Write the title "Pay or Quit Notice" across the top of the letter. Depending on your state, you may word the title differently. For example, you have to write "Three-Day Notice to Pay Rent or Quit" in California.

Write the name of each of your tenants and the address of the rental property.

State the amount of rent the tenant owes you. List the rent amount and the due date for each missed payment, then add up the total amount owed. You may not be able to include owed amounts other than rent in this notice, such as late charges, damages and utilities. You may also not be able to include all owed rents, for example if the tenant still owes you rent that was due more than one year ago.

Demand that the tenant pay the full stated amount within a certain number of days as determined by your state laws. For example, you have to give the tenant three days in California, five days in Illinois and Nevada and up to 15 days in some other states. Include the payment details, such as the address to which the tenant can deliver the money or a mailing address if you allow payment by check.

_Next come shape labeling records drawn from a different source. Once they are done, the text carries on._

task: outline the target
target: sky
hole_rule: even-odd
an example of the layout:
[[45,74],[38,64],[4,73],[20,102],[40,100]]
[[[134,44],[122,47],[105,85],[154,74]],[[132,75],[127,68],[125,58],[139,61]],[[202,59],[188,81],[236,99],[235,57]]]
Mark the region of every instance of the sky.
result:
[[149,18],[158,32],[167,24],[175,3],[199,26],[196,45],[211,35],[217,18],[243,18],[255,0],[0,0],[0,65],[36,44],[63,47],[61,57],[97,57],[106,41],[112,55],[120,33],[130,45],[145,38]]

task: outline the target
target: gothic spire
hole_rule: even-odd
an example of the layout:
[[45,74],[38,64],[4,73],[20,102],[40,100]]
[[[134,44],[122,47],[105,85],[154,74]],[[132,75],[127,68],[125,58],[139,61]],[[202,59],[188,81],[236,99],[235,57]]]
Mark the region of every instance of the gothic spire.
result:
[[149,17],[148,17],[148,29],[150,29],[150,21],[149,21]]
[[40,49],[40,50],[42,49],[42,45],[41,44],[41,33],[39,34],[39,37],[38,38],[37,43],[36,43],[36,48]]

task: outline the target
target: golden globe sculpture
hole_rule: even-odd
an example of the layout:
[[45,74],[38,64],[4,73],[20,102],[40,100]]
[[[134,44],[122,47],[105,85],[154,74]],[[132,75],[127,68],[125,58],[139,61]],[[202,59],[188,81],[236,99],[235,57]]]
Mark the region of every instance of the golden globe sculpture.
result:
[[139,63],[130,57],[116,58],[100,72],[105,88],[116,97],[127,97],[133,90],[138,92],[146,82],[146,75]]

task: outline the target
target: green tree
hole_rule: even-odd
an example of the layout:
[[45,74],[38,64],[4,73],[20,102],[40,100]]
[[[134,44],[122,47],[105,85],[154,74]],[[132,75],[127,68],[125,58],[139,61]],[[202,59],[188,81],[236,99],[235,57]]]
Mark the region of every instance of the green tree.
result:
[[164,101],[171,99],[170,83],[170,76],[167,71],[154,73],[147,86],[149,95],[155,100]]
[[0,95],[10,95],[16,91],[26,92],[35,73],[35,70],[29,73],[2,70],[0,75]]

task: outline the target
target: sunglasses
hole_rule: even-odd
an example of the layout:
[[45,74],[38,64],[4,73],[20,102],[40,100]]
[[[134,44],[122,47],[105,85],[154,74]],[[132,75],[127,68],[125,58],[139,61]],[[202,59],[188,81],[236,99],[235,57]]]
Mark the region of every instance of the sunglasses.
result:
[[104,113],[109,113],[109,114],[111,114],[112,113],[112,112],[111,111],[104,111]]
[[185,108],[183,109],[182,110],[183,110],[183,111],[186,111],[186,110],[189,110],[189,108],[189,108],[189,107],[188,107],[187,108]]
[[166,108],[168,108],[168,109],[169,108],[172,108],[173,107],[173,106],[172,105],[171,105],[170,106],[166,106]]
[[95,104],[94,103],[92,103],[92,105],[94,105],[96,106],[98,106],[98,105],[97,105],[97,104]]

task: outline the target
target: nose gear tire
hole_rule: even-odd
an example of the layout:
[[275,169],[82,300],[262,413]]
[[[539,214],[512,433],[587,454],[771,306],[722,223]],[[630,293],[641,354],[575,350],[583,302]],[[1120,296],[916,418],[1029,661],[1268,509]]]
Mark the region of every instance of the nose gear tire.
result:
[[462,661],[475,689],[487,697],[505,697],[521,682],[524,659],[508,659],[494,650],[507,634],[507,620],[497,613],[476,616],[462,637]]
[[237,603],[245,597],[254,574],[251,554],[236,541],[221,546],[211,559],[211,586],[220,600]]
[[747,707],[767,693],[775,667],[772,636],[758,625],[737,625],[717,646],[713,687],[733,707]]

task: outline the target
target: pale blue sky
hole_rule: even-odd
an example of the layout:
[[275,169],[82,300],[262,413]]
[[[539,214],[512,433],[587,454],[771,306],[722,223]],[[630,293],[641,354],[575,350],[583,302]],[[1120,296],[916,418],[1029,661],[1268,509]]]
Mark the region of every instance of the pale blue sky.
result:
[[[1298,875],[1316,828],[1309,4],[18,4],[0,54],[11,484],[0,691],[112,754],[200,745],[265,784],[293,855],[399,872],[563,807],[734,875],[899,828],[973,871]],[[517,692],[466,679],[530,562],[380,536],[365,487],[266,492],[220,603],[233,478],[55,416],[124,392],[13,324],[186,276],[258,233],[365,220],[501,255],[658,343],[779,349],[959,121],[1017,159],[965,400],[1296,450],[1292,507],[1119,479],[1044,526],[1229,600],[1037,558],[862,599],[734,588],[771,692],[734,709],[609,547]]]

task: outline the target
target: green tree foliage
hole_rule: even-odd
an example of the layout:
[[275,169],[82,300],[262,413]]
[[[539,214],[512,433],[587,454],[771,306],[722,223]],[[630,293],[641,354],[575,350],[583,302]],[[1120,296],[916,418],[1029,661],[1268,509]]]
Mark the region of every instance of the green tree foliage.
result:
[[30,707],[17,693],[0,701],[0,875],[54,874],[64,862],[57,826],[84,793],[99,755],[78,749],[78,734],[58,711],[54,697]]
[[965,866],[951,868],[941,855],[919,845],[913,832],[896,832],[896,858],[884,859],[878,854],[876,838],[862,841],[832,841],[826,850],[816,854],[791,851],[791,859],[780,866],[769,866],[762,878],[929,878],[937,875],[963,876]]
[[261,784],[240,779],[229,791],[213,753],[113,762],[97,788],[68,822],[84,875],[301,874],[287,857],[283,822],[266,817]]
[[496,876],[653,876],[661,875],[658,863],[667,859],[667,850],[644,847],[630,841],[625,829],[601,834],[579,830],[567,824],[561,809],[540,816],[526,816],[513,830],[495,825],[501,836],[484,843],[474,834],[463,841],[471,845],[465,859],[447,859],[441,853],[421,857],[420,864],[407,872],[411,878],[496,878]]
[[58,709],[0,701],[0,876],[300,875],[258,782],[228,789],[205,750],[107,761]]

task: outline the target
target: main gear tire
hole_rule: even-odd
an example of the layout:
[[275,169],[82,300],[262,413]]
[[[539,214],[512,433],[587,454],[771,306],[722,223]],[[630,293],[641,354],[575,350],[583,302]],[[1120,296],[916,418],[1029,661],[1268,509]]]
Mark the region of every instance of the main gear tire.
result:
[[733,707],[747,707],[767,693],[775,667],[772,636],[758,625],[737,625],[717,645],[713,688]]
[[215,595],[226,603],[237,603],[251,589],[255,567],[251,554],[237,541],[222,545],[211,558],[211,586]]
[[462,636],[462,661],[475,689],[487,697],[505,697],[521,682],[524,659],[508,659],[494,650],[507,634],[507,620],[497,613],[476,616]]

State clearly that if the tenant does not pay, he has to move out of the rental property and forfeit the lease.

Sign and date the pay-or-quit notice.


  • Your state laws may require that you include other details in the notice.

    You may have to deliver the pay or quit notice in certain ways. For example, you may have to give it to the tenant in person and someone must witness the exchange, or you may have to get a sheriff's deputy to deliver the notice for you.